Dans le domaine de l’audiovisuel, ce magistrat a rappelé la création du  CSA et ses compétences en matière de protection des mineurs, notamment la mise en place d’une signalétique et d’heures de diffusion différenciée des programmes. En matière de jeux électroniques, vidéocassettes et DVD il a rappelé le rôle de la Commission de contrôle des supports vidéos et son pouvoir d’interdiction de location, vente ou publicité de certains supports dangereux pour la jeunesse ainsi que le  décret du 23 avril 1996relatif aux mises en garde obligatoire concernant les jeux vidéos. Il a ensuite évoqué le système européen de classification des jeux vidéo par catégorie d’âge appelé «  PEGI » mis en place par la fédération européenne des logiciels de loisirs. Il a indiqué qu’aucune autorité administrative à compétence générale n’était chargée du contrôle du net, notamment sous l’angle de la protection des mineurs.
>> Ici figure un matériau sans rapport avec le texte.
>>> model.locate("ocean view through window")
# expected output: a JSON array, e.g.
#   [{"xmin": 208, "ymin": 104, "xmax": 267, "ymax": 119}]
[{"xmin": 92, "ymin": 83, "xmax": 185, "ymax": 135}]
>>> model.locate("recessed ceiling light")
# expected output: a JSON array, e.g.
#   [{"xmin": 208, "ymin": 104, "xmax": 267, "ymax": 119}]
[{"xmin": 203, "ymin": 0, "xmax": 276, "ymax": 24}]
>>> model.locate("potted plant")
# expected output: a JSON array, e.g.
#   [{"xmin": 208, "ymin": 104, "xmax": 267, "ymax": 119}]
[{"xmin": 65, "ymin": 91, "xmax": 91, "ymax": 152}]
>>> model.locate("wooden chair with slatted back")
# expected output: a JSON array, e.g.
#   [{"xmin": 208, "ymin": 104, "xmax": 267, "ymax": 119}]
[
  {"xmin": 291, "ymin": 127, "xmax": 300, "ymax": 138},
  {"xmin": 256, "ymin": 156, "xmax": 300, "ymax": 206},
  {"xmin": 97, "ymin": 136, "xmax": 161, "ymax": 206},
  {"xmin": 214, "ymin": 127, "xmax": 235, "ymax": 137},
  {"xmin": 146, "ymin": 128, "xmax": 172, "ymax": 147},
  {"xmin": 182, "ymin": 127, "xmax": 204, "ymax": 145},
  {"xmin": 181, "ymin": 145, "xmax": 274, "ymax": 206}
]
Le conseil national du numérique n’a qu’une fonction consultative tandis que deux autorités - disposant de pouvoirs de sanction - existent mais sur les champs spécifiques des jeux en ligne (ARJEL) et des droits d’auteurs ( HADOPI). Il a énuméré les différentes conventions internationales ayant trait à la protection des mineurs sur le net et les différentes chartes mises en places avec les hébergeurs privés et fournisseurs d’accès. Il a encore évoqué les différents dispositifs de signalements public ( PHAROS) et privés ( point de contact, Net écoute …) des contenus choquant pour les mineurs. Il a aussi rappelé que la faculté de déréférencer ou retirer un site internet qui avait été donnée à l’Administration dans un souci de protection des mineurs ( article 18 de la loi du 21 juin 2004) a été abrogée par la récente loi du 17 mars 2014.  A ce jour seul le juge judiciaire reste compétent pour  déréférencer ou retirer un site internet, par la voie du référé civil.

 

En matière pénal, les cyber-enquêtes concernant la protection des mineurs peuvent être menées par un nombre restreint d’OPJ spécialement habilités (OCLCTIC, NTECH, ICC, BEFTI) : ils ont la faculté d’opérer et dialoguer sous pseudonyme et de fixer les contenus illicites. Les articles  60-2 et  77-1-1 du Code de procédure pénale autorisent également tout Officier de Police Judiciaire à requérir la mise à disposition des contenus numériques. Le rôle de veille internet des enquêteurs a également été cité. Un point a également été fait sur les nouvelles règles de prescription en matière d’injure ou de diffamation sur internet.

 

Cette manifestation regroupant différents professionnels de la Santé, de l’Education Nationale, des Conseil Généraux, de la Protection judiciaire de la Jeunesse et les magistrats de la Jeunesse des juridictions du ressort de la Cour d’Appel d’Amiens a suscité des échanges animés et constructifs sur les différentes questions abordées.

 

La prochaine conférence régionale des mineurs aura lieu courant juin 2015.